Bambi conoce al Hombre de Hielo

Barbara Pedrici era una muchacha americana de origen italiano de dieciocho años, de pelo negro, ojos de color avellana intenso y nariz aguileña de forma perfecta. Medía un metro setenta y ocho, se sentía satisfecha de sí misma, tenía un aire natural de riqueza y de persona superior.

El padre de Barbara había llegado a Nueva Jersey procedente de la ciudad de Venecia, en el norte de Italia. Su madre era natural del hermoso puerto de Nápoles. Barbara acababa de terminar el bachillerato y no estaba segura de lo que quería hacer. Acariciaba la idea de estudiar en la escuela de Bellas Artes para hacerse pintora, pero a su madre eso le parecía «una pérdida de tiempo» y quería que Barbara buscara un trabajo, encontrara a un hombre, se casara, tuviera hijos. Hasta se ofreció a regalar a Barbara un coche si no estudiaba. Barbara se negó.

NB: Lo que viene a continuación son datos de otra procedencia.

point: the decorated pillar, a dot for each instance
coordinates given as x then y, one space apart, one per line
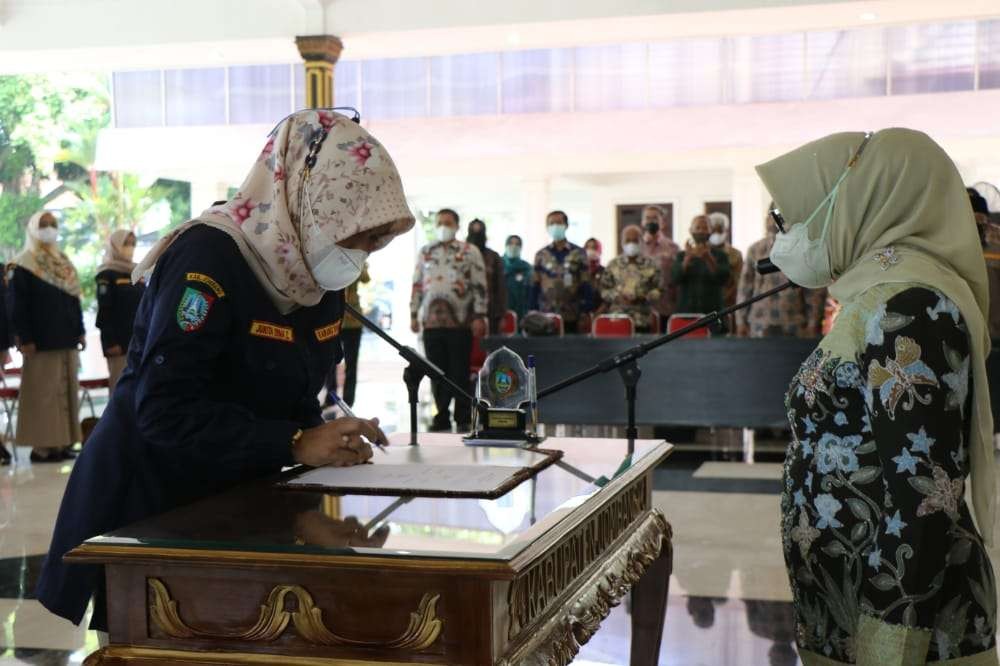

Barbara y su madre no se llevaban bien. Barbara era hija única; sus padres se habían divorciado cuando ella tenía dos años. A ella la había criado la Nana Carmella (la madre de su madre), y su tía Sadie, hermana de su madre. Las dos adoraban a Barbara, le daban siempre lo que ella quería y cuando lo quería. De modo que Barbara se había vuelto algo mimada; desde edad temprana se había acostumbrado a que le dieran todo lo que querían. Jamás le habían negado nada. Lo único que tenía que hacer era pedirlo y seguir pidiéndolo hasta que era suyo.

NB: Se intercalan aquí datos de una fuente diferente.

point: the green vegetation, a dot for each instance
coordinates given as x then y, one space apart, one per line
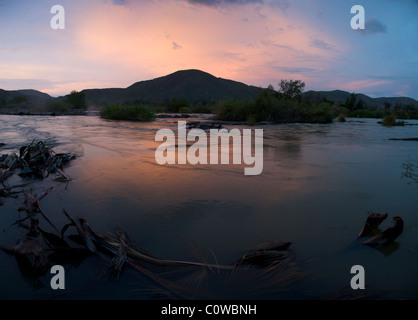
283 106
127 112
57 106
175 105
76 100
390 121
341 117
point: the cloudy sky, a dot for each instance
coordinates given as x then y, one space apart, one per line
114 43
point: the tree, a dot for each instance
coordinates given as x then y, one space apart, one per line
77 100
292 89
350 103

La madre de Barbara, Genevieve, era una mujer fría, austera, muy chapada a la antigua, como comentaba la propia Barbara hace poco. Genevieve no solía sonreír, no daba grandes muestras de afecto. Trabajaba duro, de costurera en una fábrica en North Bergen, y parecía que nunca tenía tiempo ni para una palabra amable para su única hija. Era como si en realidad no hubiera querido nunca tener hijos, y su hija fuera una molestia que le había caído en la vida.

Pero Barbara estaba muy unida a su abuela y a su tía Sadie. Sadie estaba mala del corazón y no podía trabajar, y dedicaba toda su vida a cuidar a Barbara, a mimar a Barbara, a procurar que Barbara tuviera todo lo que quería. Tanto Carmella como Sadie eran calurosas y efusivas, mientras que Genevieve era fría y reservada… más bien distante.

Barbara era una persona popular y sociable y tenía un sentido del humor seco y sarcástico. Le encantaba la música, ir de tiendas, ir al cine con sus amigas. Hacía una vida muy protegida; no había salido nunca de Nueva Jersey (salvo para visitar a su padre, en Florida) y no sabía absolutamente nada del mundo del que procedía Richard Kuklinski.

Aquel otoño, Barbara acompañó a su amiga Lucille, que había respondido a un anuncio de oferta de trabajo para una secretaria publicado por la empresa de transportes Swiftline. Mientras Barbara esperaba a su amiga en la recepción de las oficinas de la empresa, el propietario de la misma, Sol Goldfarb, la vio y se acercó a ella.